Trump declined to judge Rubio, choosing to describe the moment early in the debate Saturday night when New Jersey Gov. Chris Christie caught Rubio repeating a memorized script, which he said was evidence that the Florida senator relies on canned talking points and doesn’t have the executive skills and experience necessary to be president.
“I don’t know, but I was standing next to him during the debate,” Trump said, “and it was sort of a weird thing going on, and I watched it, and said, ‘Well, wait a minute, he said that a minute ago. And then he said it again and again.
“I don’t know what happened to him,” Trump said.
“He’s been very nice to me,” he said of Rubio. “I just don’t know what happened.”

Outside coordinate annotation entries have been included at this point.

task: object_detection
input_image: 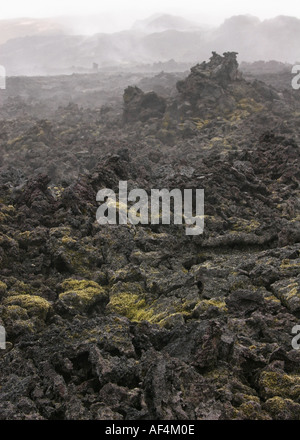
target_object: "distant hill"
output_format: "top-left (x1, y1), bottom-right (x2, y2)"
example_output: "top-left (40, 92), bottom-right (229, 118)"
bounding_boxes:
top-left (0, 14), bottom-right (300, 75)
top-left (0, 18), bottom-right (64, 44)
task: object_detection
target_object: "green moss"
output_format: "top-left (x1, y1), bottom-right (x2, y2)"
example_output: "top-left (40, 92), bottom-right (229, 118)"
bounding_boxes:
top-left (195, 298), bottom-right (227, 313)
top-left (233, 219), bottom-right (260, 233)
top-left (4, 295), bottom-right (51, 320)
top-left (0, 281), bottom-right (7, 295)
top-left (109, 292), bottom-right (153, 321)
top-left (59, 279), bottom-right (108, 313)
top-left (259, 371), bottom-right (300, 399)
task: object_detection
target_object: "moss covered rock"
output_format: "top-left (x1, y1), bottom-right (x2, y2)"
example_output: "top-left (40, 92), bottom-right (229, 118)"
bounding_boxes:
top-left (59, 279), bottom-right (108, 314)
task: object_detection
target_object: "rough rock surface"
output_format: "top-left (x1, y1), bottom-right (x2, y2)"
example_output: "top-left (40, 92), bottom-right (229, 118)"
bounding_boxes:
top-left (0, 54), bottom-right (300, 420)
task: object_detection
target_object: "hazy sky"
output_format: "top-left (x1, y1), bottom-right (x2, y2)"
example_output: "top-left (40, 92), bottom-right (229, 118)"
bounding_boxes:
top-left (0, 0), bottom-right (300, 27)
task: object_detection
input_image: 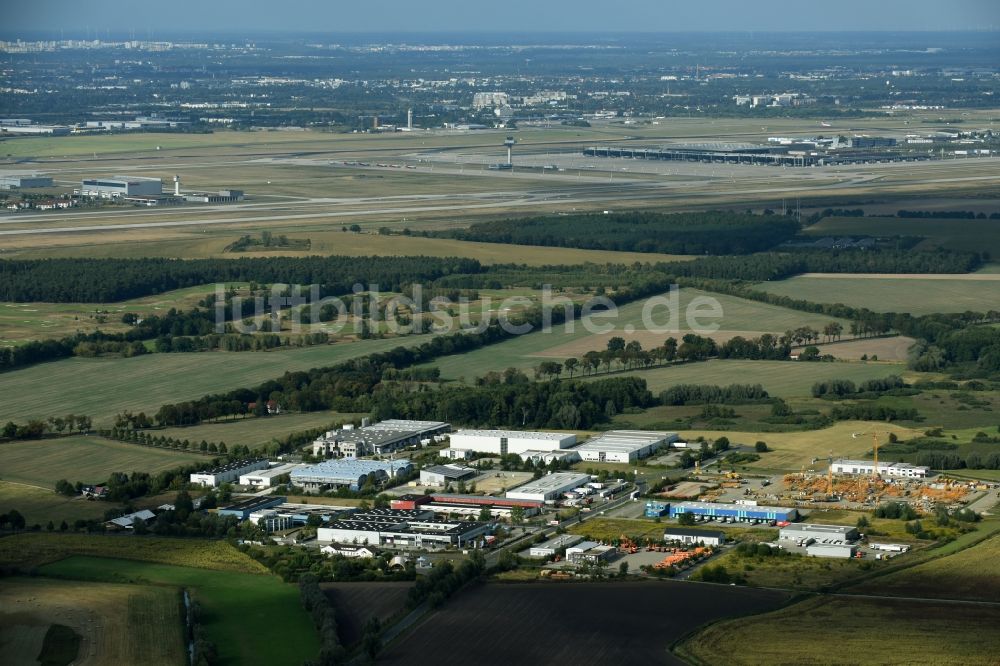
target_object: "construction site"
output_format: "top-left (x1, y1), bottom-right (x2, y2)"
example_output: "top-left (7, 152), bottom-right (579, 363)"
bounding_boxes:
top-left (782, 433), bottom-right (975, 512)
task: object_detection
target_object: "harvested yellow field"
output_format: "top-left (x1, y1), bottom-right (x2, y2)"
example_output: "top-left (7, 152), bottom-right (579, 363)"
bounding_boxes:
top-left (0, 578), bottom-right (186, 666)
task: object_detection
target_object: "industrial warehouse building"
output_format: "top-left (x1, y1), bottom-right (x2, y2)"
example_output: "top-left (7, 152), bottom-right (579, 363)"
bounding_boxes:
top-left (218, 495), bottom-right (286, 521)
top-left (506, 472), bottom-right (590, 502)
top-left (528, 534), bottom-right (583, 557)
top-left (240, 463), bottom-right (302, 488)
top-left (247, 509), bottom-right (294, 532)
top-left (566, 541), bottom-right (617, 564)
top-left (313, 419), bottom-right (451, 458)
top-left (316, 509), bottom-right (491, 548)
top-left (0, 121), bottom-right (71, 136)
top-left (833, 459), bottom-right (930, 479)
top-left (438, 448), bottom-right (475, 460)
top-left (778, 523), bottom-right (861, 544)
top-left (190, 458), bottom-right (270, 488)
top-left (389, 493), bottom-right (545, 516)
top-left (80, 176), bottom-right (163, 199)
top-left (0, 174), bottom-right (52, 190)
top-left (517, 449), bottom-right (580, 465)
top-left (289, 458), bottom-right (412, 491)
top-left (420, 465), bottom-right (479, 486)
top-left (451, 430), bottom-right (576, 456)
top-left (806, 543), bottom-right (857, 559)
top-left (574, 430), bottom-right (680, 463)
top-left (670, 502), bottom-right (799, 523)
top-left (663, 527), bottom-right (726, 546)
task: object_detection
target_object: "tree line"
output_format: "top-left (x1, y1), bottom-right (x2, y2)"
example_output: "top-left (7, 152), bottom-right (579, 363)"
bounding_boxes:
top-left (0, 257), bottom-right (482, 303)
top-left (656, 248), bottom-right (982, 282)
top-left (427, 211), bottom-right (799, 255)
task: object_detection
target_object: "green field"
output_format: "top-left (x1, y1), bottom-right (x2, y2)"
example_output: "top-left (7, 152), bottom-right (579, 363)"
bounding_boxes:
top-left (0, 532), bottom-right (268, 574)
top-left (0, 435), bottom-right (205, 488)
top-left (596, 360), bottom-right (905, 398)
top-left (0, 336), bottom-right (426, 427)
top-left (756, 274), bottom-right (1000, 316)
top-left (0, 481), bottom-right (115, 527)
top-left (0, 285), bottom-right (235, 345)
top-left (675, 597), bottom-right (1000, 666)
top-left (422, 289), bottom-right (846, 383)
top-left (712, 551), bottom-right (884, 591)
top-left (680, 421), bottom-right (922, 472)
top-left (803, 214), bottom-right (1000, 257)
top-left (851, 536), bottom-right (1000, 601)
top-left (40, 556), bottom-right (319, 665)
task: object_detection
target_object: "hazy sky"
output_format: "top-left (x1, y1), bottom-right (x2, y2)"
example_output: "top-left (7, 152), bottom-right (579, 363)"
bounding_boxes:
top-left (0, 0), bottom-right (1000, 33)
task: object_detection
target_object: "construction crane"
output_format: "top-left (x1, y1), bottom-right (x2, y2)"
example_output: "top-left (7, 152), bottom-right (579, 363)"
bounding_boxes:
top-left (826, 449), bottom-right (833, 498)
top-left (851, 431), bottom-right (879, 481)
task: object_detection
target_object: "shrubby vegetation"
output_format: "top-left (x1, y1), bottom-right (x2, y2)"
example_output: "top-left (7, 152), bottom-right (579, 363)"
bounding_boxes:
top-left (299, 574), bottom-right (345, 666)
top-left (435, 211), bottom-right (799, 255)
top-left (0, 257), bottom-right (482, 303)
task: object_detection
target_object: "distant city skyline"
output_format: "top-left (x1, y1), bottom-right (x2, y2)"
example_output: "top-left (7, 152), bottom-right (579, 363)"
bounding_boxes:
top-left (0, 0), bottom-right (1000, 34)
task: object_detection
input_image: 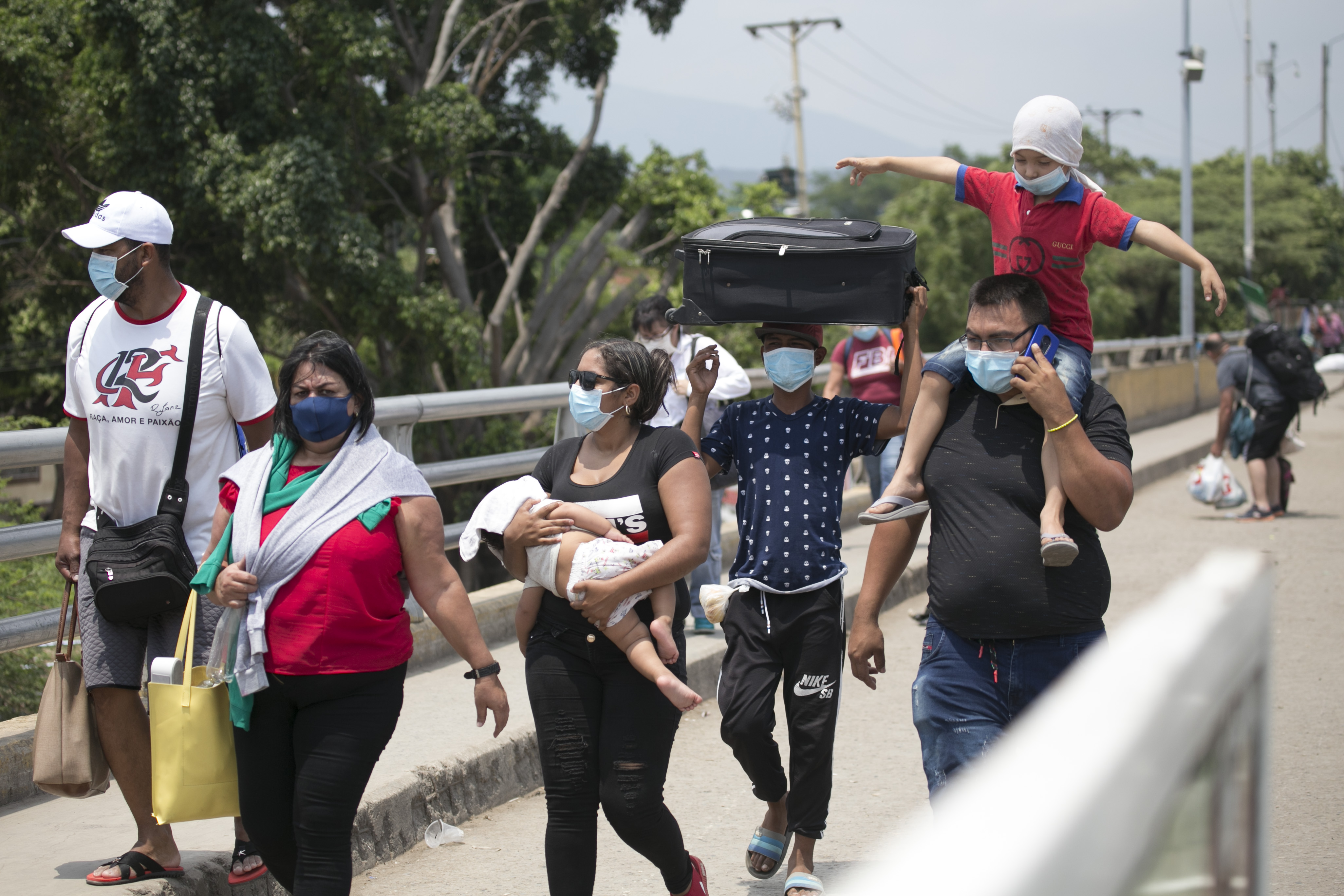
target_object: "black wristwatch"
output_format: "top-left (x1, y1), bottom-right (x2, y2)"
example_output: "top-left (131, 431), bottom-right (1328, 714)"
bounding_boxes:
top-left (462, 662), bottom-right (500, 680)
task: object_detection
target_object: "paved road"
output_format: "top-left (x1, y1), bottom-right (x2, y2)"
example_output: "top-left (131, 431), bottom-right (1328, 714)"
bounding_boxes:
top-left (353, 400), bottom-right (1344, 896)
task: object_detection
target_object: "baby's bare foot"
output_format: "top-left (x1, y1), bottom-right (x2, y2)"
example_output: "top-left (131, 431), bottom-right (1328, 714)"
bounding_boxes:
top-left (649, 617), bottom-right (681, 663)
top-left (653, 672), bottom-right (704, 712)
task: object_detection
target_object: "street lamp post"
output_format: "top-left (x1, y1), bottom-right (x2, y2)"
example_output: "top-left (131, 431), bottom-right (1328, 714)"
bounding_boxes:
top-left (1321, 34), bottom-right (1344, 169)
top-left (1179, 0), bottom-right (1204, 344)
top-left (746, 19), bottom-right (840, 218)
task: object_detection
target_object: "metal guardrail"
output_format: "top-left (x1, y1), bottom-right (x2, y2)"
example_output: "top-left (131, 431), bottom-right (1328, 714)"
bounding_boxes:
top-left (0, 518), bottom-right (473, 653)
top-left (829, 552), bottom-right (1273, 896)
top-left (0, 610), bottom-right (68, 653)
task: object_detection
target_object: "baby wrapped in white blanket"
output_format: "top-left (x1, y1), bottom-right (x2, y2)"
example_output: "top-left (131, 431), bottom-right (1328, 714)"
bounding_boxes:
top-left (458, 476), bottom-right (701, 711)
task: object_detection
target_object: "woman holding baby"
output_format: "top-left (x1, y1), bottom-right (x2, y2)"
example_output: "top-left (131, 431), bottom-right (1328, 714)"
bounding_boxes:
top-left (503, 340), bottom-right (710, 896)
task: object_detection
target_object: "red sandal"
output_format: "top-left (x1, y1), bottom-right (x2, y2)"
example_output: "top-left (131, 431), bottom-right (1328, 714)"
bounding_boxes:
top-left (85, 849), bottom-right (187, 887)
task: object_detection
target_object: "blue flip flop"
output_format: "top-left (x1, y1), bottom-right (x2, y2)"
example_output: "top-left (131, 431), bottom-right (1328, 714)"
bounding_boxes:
top-left (784, 870), bottom-right (827, 896)
top-left (747, 828), bottom-right (793, 880)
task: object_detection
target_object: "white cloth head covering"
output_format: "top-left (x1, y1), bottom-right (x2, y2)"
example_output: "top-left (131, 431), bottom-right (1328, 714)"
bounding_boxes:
top-left (1012, 97), bottom-right (1106, 196)
top-left (457, 476), bottom-right (559, 560)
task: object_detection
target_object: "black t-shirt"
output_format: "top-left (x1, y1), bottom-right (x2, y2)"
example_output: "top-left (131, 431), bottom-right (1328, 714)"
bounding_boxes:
top-left (923, 376), bottom-right (1133, 638)
top-left (532, 426), bottom-right (698, 666)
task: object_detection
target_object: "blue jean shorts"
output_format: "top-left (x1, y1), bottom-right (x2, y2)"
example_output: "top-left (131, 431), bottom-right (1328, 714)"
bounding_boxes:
top-left (923, 336), bottom-right (1091, 414)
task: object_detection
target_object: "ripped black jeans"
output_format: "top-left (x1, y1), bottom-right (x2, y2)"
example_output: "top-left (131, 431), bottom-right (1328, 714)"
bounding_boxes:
top-left (527, 626), bottom-right (691, 896)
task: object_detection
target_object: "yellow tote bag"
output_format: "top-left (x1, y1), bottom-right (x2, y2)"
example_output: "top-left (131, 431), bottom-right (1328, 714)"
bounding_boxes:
top-left (149, 591), bottom-right (239, 825)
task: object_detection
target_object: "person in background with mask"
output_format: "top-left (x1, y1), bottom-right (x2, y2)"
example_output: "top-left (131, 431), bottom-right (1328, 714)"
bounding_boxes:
top-left (681, 286), bottom-right (927, 896)
top-left (848, 274), bottom-right (1134, 812)
top-left (630, 295), bottom-right (753, 634)
top-left (56, 191), bottom-right (275, 887)
top-left (821, 325), bottom-right (923, 501)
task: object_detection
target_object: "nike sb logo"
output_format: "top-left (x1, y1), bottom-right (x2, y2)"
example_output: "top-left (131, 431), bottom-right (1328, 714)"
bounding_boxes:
top-left (793, 676), bottom-right (835, 700)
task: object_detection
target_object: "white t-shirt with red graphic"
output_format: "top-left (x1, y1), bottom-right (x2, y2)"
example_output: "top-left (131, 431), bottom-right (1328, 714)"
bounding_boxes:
top-left (63, 286), bottom-right (275, 559)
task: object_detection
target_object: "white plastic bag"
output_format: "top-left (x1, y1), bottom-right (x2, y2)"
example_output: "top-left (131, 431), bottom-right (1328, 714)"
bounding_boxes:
top-left (700, 584), bottom-right (747, 625)
top-left (425, 818), bottom-right (466, 849)
top-left (1185, 454), bottom-right (1227, 504)
top-left (1214, 463), bottom-right (1246, 511)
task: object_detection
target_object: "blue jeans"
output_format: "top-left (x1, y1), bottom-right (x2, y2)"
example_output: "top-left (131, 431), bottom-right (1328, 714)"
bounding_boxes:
top-left (691, 486), bottom-right (726, 619)
top-left (863, 434), bottom-right (906, 501)
top-left (923, 336), bottom-right (1091, 414)
top-left (910, 615), bottom-right (1106, 796)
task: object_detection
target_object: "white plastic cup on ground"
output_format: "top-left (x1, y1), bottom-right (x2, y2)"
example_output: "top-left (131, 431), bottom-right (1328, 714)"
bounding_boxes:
top-left (425, 818), bottom-right (466, 849)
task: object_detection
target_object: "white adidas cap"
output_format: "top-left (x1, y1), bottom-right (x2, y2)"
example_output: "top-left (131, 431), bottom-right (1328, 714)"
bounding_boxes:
top-left (61, 191), bottom-right (172, 249)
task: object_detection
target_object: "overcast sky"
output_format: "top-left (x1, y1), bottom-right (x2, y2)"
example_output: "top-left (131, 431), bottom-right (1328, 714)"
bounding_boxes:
top-left (542, 0), bottom-right (1344, 182)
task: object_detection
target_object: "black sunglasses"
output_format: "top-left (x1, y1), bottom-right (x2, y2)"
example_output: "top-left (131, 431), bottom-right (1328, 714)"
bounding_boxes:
top-left (570, 371), bottom-right (626, 392)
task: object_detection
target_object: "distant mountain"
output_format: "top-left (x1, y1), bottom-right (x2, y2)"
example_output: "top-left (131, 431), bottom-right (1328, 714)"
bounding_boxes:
top-left (539, 83), bottom-right (940, 173)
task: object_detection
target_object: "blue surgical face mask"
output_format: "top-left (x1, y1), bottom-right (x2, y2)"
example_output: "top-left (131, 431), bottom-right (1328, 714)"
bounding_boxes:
top-left (289, 395), bottom-right (355, 442)
top-left (570, 383), bottom-right (628, 433)
top-left (765, 348), bottom-right (817, 392)
top-left (1012, 165), bottom-right (1069, 196)
top-left (89, 246), bottom-right (144, 300)
top-left (966, 348), bottom-right (1017, 395)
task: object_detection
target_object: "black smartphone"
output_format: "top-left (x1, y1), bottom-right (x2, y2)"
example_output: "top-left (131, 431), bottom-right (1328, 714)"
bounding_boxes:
top-left (1021, 324), bottom-right (1059, 364)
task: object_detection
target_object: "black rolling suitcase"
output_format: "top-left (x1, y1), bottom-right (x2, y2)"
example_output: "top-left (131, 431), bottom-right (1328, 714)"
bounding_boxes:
top-left (668, 218), bottom-right (923, 327)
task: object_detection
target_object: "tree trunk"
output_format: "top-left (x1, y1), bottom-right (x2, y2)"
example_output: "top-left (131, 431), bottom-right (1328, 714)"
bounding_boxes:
top-left (487, 71), bottom-right (606, 383)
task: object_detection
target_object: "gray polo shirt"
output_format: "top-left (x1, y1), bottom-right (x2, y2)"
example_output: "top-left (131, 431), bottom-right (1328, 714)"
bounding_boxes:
top-left (1218, 345), bottom-right (1288, 412)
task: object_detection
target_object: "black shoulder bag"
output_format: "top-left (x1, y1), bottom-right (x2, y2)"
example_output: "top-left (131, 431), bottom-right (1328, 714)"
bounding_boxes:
top-left (85, 295), bottom-right (214, 622)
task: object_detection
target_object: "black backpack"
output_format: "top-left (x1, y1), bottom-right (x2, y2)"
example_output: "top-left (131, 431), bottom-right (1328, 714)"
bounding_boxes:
top-left (1246, 322), bottom-right (1325, 404)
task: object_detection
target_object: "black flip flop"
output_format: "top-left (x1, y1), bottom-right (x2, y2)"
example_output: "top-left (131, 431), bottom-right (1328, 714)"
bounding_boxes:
top-left (229, 838), bottom-right (266, 887)
top-left (85, 849), bottom-right (187, 887)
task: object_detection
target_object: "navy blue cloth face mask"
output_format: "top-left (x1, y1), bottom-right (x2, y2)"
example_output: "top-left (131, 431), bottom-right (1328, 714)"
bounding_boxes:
top-left (289, 395), bottom-right (355, 442)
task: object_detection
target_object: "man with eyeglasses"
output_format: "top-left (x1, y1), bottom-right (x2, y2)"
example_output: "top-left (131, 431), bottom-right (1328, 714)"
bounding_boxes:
top-left (630, 295), bottom-right (751, 634)
top-left (848, 274), bottom-right (1134, 796)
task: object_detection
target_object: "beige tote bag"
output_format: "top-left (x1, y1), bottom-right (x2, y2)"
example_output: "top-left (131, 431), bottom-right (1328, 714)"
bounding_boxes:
top-left (32, 582), bottom-right (109, 799)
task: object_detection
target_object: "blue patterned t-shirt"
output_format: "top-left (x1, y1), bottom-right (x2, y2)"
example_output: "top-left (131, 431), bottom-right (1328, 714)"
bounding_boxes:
top-left (700, 396), bottom-right (888, 594)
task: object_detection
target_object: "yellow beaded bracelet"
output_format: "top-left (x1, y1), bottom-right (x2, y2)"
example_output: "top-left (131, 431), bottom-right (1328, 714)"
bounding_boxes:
top-left (1046, 414), bottom-right (1078, 433)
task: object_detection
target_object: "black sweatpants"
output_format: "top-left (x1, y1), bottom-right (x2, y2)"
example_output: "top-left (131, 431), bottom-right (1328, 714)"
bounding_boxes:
top-left (719, 582), bottom-right (844, 840)
top-left (234, 662), bottom-right (406, 896)
top-left (524, 623), bottom-right (692, 896)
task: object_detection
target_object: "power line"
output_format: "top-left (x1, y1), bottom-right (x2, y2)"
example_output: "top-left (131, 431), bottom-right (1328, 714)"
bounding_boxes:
top-left (845, 31), bottom-right (999, 128)
top-left (802, 57), bottom-right (1000, 137)
top-left (816, 42), bottom-right (1003, 130)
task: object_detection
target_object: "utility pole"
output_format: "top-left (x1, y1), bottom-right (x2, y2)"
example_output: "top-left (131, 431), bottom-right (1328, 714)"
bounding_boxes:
top-left (1255, 40), bottom-right (1278, 159)
top-left (1321, 34), bottom-right (1344, 169)
top-left (746, 19), bottom-right (840, 218)
top-left (1177, 0), bottom-right (1204, 341)
top-left (1083, 106), bottom-right (1144, 155)
top-left (1242, 0), bottom-right (1255, 279)
top-left (1255, 42), bottom-right (1302, 165)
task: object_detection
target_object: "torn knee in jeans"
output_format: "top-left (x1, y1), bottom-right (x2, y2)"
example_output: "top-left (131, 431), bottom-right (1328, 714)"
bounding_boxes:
top-left (611, 762), bottom-right (648, 809)
top-left (546, 712), bottom-right (589, 779)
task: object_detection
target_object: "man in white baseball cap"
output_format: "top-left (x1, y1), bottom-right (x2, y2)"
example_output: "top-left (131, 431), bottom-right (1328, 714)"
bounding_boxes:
top-left (56, 192), bottom-right (275, 887)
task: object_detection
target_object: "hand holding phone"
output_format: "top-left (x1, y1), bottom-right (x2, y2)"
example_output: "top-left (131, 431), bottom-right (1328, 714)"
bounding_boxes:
top-left (1021, 324), bottom-right (1059, 364)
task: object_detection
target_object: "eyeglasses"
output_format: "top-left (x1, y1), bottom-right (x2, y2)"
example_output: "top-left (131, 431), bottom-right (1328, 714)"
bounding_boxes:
top-left (570, 371), bottom-right (626, 392)
top-left (957, 327), bottom-right (1036, 352)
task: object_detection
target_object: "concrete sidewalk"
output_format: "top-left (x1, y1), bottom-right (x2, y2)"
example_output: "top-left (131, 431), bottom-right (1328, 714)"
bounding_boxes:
top-left (0, 378), bottom-right (1340, 896)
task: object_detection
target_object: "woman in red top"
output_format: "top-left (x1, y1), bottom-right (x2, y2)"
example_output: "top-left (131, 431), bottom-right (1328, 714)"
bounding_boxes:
top-left (203, 330), bottom-right (508, 896)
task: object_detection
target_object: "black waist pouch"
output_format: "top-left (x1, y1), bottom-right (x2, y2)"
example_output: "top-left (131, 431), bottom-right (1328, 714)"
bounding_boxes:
top-left (85, 295), bottom-right (214, 622)
top-left (668, 218), bottom-right (925, 327)
top-left (85, 513), bottom-right (196, 622)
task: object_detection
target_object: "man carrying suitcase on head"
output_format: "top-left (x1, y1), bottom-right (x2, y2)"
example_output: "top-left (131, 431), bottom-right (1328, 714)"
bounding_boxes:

Savage suggested that if Hillary Clinton drops out of the Democratic race – which is a strong possibility as she faces an FBI investigation into her handling of classified information – the Democrats would not allow self-identified democratic socialist Bernie Sanders to be nominated.
But Trump said it “will be hard to bring somebody up who, frankly, hasn’t done well in primary contests,” he said, referring to Vice President Joe Biden.
“Biden has done very, very poorly over the years in primaries. He’s run a number of times,” Trump noted.
“I think it’s going to be hard to take it away from Sanders if for some reason she doesn’t run.”
Trump marveled at the possibility of “running against a socialist-perhaps-communist.”
“This is what we’ve come to. It’s incredible,” he said, pointing out a new national poll shows Sanders, who has a substantial lead in New Hampshire, even with Clinton.
‘Don’t go soft’
Savage concluded by reminding Trump that every time he makes strong policy statements that many regard as too provocative, his poll numbers go up.
“Donald, please don’t go soft because the advisers are telling you to go soft. They’re 100 percent wrong,” Savage said.
“Going soft is wrong. The people need an alpha-male leader, and I think you’re the only one to win here,” he said.
“I’m glad you told me that,” Trump said. ‘That was very nice, and I’m glad you told me that.”